KANSAS CITY, Mo. - An art exhibit opening in Paris next week has close ties to the Nelson-Atkins Museum of Art.
The Plains Indians: Artists of Earth and Sky exhibition was put together by Gaylord Torrence, the Nelson-Atkin’s curator of American Indian Art. It is opening at the Musée du quai Branly April 7.
The president of Quai Branly visited the Nelson-Atkins in 2010, when the American Indian galleries had been open for one year. He was so impressed, he asked Torrence to organize a special exhibition featuring Plains Indians.
“It was a great honor to be invited to do this exhibition,” said Torrence.
Quai Branly is considered one of the world’s leading institutions on indigenous arts. In its collection are some pieces from Plains Indians that have not been seen in this country since European explorers were in the U.S. in the 18th Century.
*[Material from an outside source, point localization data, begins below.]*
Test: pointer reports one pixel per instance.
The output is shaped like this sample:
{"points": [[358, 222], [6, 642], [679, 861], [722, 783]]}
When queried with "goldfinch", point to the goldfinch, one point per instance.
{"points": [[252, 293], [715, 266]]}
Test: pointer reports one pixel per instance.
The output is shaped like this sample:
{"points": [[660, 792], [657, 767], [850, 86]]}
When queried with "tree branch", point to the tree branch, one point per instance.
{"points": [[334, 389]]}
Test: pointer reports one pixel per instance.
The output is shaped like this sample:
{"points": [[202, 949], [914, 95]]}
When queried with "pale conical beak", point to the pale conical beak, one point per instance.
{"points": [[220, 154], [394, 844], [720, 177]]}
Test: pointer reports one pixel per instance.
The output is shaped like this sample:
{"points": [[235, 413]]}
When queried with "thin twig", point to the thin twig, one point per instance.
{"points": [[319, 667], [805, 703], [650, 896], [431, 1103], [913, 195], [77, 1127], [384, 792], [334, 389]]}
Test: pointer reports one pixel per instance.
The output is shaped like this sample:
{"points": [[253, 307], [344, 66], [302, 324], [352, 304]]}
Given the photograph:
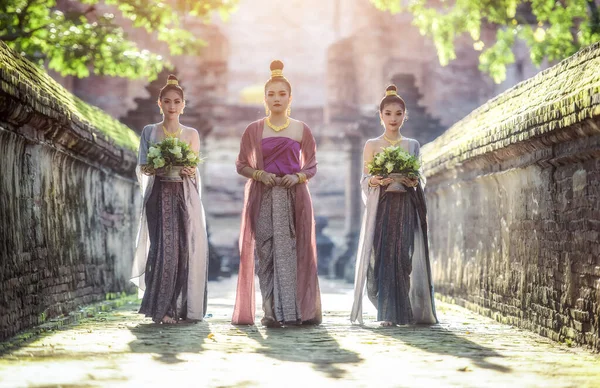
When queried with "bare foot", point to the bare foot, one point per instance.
{"points": [[167, 320], [270, 322]]}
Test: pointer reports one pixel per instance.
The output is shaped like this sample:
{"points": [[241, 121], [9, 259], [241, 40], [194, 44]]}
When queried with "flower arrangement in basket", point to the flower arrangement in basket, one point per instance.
{"points": [[172, 155], [394, 162]]}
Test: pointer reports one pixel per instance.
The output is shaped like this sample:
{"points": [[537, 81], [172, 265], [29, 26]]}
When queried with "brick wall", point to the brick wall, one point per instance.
{"points": [[68, 199], [514, 204]]}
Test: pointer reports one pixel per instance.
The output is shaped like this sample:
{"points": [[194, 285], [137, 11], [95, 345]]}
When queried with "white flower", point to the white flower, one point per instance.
{"points": [[153, 152], [389, 166], [176, 151]]}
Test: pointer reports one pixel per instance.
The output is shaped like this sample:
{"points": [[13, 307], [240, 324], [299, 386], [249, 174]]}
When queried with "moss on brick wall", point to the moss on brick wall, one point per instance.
{"points": [[29, 84], [556, 98]]}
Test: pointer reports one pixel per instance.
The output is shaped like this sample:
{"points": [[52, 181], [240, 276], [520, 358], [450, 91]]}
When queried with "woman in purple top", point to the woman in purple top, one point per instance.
{"points": [[278, 153]]}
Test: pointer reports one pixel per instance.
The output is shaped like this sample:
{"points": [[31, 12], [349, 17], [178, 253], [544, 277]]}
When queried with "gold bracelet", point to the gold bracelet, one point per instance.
{"points": [[301, 177]]}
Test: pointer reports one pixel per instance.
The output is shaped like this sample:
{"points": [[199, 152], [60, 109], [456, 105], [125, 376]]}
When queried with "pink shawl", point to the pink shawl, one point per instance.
{"points": [[307, 284]]}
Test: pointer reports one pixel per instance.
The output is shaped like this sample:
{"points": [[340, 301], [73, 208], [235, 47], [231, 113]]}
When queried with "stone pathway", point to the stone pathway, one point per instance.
{"points": [[122, 349]]}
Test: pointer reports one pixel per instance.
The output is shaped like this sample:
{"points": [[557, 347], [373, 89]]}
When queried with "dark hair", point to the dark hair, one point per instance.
{"points": [[278, 65], [391, 99], [171, 86]]}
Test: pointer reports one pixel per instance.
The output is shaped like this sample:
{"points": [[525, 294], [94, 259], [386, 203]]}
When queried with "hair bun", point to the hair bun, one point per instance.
{"points": [[276, 65]]}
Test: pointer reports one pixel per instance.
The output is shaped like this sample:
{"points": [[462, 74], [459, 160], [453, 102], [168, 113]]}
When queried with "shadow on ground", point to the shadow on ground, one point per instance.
{"points": [[167, 341], [309, 344], [439, 340]]}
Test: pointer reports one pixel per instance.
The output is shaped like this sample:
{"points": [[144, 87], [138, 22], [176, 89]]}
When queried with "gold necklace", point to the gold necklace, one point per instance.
{"points": [[172, 134], [392, 142], [278, 128]]}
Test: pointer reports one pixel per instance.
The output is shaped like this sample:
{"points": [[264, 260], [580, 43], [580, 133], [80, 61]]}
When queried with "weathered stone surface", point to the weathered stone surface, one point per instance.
{"points": [[68, 199], [513, 193]]}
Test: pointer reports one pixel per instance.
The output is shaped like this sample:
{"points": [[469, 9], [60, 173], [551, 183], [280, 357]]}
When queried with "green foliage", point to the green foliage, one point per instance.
{"points": [[394, 160], [552, 29], [172, 152], [81, 39]]}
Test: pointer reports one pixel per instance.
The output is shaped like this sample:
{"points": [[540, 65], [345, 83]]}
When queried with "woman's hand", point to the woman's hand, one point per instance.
{"points": [[268, 179], [188, 171], [378, 180], [289, 180], [147, 169]]}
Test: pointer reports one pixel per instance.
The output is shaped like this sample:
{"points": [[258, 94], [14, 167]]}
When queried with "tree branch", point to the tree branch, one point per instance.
{"points": [[23, 14], [19, 35]]}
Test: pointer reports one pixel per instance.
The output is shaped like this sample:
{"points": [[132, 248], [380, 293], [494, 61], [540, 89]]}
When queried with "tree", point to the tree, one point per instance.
{"points": [[553, 29], [75, 37]]}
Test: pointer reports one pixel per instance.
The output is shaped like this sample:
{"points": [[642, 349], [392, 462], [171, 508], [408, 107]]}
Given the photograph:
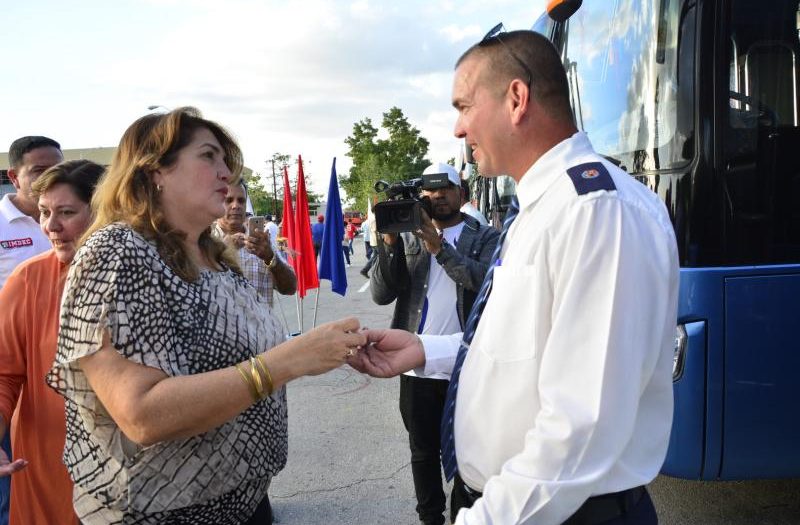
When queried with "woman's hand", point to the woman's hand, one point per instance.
{"points": [[327, 346], [390, 352], [9, 467]]}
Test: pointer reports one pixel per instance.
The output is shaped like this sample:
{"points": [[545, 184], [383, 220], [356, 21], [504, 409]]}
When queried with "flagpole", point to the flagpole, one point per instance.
{"points": [[283, 314], [299, 301], [316, 306]]}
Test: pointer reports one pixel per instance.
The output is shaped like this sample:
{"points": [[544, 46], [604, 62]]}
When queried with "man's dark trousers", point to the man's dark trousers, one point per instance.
{"points": [[640, 512], [421, 406]]}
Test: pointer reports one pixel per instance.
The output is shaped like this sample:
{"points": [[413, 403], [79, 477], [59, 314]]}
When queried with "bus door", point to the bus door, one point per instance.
{"points": [[760, 177]]}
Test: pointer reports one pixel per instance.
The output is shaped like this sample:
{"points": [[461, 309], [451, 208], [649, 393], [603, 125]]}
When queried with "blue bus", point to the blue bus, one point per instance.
{"points": [[698, 99]]}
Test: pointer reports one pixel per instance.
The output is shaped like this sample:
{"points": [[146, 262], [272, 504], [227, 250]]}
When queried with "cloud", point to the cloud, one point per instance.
{"points": [[283, 76]]}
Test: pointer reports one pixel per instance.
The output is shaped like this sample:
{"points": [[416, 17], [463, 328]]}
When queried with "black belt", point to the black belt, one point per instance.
{"points": [[605, 507], [594, 510]]}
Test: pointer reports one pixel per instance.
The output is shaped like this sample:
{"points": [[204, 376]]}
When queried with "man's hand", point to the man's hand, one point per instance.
{"points": [[429, 235], [234, 239], [389, 352], [9, 467], [258, 243]]}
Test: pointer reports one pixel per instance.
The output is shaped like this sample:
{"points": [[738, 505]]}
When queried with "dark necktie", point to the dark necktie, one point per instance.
{"points": [[448, 439]]}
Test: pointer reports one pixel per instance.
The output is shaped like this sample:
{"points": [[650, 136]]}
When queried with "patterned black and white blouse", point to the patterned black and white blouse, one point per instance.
{"points": [[119, 284]]}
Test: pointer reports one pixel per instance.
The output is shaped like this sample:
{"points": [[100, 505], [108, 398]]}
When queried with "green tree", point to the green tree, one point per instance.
{"points": [[262, 201], [274, 182], [399, 157]]}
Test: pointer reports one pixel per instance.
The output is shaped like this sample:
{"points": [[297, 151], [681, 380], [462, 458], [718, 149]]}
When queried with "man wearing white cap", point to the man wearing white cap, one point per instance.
{"points": [[433, 274]]}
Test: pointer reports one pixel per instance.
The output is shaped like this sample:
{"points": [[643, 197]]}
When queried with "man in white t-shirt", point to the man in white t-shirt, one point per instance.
{"points": [[20, 235], [434, 275]]}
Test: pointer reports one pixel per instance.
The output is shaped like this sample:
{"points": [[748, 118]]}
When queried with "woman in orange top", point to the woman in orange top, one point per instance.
{"points": [[41, 490]]}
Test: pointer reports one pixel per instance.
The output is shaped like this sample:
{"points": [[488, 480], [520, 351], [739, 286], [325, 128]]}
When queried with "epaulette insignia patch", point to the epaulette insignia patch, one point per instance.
{"points": [[589, 177]]}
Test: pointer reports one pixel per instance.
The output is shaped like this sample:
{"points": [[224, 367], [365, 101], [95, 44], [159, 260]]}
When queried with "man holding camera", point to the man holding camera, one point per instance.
{"points": [[261, 264], [433, 274]]}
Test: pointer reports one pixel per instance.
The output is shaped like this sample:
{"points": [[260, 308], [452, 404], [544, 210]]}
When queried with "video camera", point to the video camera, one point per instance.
{"points": [[401, 211]]}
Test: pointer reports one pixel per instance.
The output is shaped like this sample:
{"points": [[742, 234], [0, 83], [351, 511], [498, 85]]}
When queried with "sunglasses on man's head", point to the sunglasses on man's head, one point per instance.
{"points": [[494, 34]]}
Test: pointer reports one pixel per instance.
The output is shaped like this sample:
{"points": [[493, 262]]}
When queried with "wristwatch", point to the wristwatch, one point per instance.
{"points": [[440, 254]]}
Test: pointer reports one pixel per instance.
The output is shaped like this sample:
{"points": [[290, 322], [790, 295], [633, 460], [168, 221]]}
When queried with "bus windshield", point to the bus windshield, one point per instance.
{"points": [[621, 62]]}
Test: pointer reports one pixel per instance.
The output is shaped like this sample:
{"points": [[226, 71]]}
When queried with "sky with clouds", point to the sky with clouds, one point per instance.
{"points": [[289, 77]]}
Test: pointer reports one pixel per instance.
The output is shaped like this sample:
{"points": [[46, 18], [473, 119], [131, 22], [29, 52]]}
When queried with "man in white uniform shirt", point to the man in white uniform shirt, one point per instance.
{"points": [[560, 404], [433, 276]]}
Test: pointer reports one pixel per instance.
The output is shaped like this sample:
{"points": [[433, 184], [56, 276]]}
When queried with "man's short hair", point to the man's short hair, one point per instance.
{"points": [[23, 145], [549, 86]]}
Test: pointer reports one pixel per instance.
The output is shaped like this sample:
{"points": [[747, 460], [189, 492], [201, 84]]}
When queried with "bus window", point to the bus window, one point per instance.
{"points": [[761, 168], [621, 59]]}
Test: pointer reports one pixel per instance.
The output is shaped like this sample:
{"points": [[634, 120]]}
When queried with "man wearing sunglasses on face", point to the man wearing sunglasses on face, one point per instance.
{"points": [[560, 399]]}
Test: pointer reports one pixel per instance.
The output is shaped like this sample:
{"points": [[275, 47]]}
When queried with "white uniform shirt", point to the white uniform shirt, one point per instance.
{"points": [[566, 391], [21, 238], [440, 315]]}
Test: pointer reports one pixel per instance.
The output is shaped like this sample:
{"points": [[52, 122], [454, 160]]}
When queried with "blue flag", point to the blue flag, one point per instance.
{"points": [[331, 256]]}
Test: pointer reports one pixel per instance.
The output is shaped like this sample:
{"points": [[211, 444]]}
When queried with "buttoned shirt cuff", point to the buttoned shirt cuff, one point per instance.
{"points": [[445, 252], [440, 354]]}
“These are the oldest surviving objects in the world from this culture,” Torrence said. “We're bringing back around ten of them to North America through this exhibition. They haven't been here for 250 to 300 years.”
Plains Indians lived in the central part of North America, Torrence explained, from just west of the Mississippi River to the Rocky Mountains, South Texas up to Alberta, Canada.
“This exhibition is intended, first and foremost, to honor Plains Indian peoples," Torrence said. “Their survival and the great accomplishment of the artists through time.”
Torrence collected about 140 works to be in this exhibition, giving visitors a sense of the Plains Indian culture over centuries.
“There is a great continuity,” said Julian Zugazagoitia, Nelson-Atkins director. “This exhibition will allow us to see works of art and pieces that were encountered early on, when the Westerners came to this region.”
Zugazagoitia said this exhibition is reminiscent of a similar exhibit the Nelson-Atkins developed in 1976 called Sacred Circles that opened in Great Britain and celebrated 2,000 years of American Indian art.
“From Sacred Circles to Plains Indians, the Nelson-Atkins has a tradition of showcasing the best of Native American Art and I think it just continues that tradition,” he said.
This exhibition will only make three stops in the world: Paris, Kansas City and New York City’s Metropolitan Museum of Art.
“For it to go on to the Met, which is in generally is regarded as the greatest comprehensive museum in the world, is a huge recognition for the importance of American Indian Art in our culture,” Torrence said.
This exhibition also launches the Nelson-Atkins onto an international stage.
“I think it's going to be, for Kansas City, a great opportunity, both international exposure, regionally, locally,” Zugazagoitia said. “Then New York City remains one of the capitals of the arts of the world so it's yet another opportunity for extra exposure for our ideas about great art and a great curator, Gaylord Torrence.”
While Torrence organized the exhibition, Elisabeth Batchelor, Director of Conservation, and her team worked to get the Nelson-Atkins works of art ready for transportation, a process that can take up to a year.
“A lot of them are no longer made or cannot be replaced, which is why putting a value on it is somewhat of an abstract exercise,” said Batchelor. “If we get a lot of money for it, there isn't another one that we can get so we just have to preserve them for future generations.”
Batchelor said protecting works of art to the elements is their biggest challenge.
“Especially with American Indian material which is made of so many different materials,” she said. “There can be wood, leather, feather and they all react at different rates to temperature and humidity.”
The box that directly contains the art is custom-made every time. A garment is not folded, but rather laid flat, with the shape of the box specifically fitting that garment. Every piece is documented, conditions are recorded and kept on file. The Nelson-Atkins is one of few museums in the U.S. that uses iPad technology to keep a record of each work of art.
The interior boxes are then placed in a crate that is also specially made.
“The crate, the wooden boxes that we ship things in, if it's going to Europe, it has to be made in a certified shop, to make sure there are no bugs in it,” said Batchelor. “So there are only certain shops that can make.”
The trucks and ships that transport the crates are climate-controlled. The goal, Batchelor said, is to keep everything as stable as possible.
The Plains Indians will be at Musée du quai Branly from Apr. 7 to July 20, 2014. Then it comes to the Nelson-Atkins from Sept. 19 to Jan. 11, 2015. It closes at the Metropolitan Museum of Art in New York from March 2 to May 10, 2015.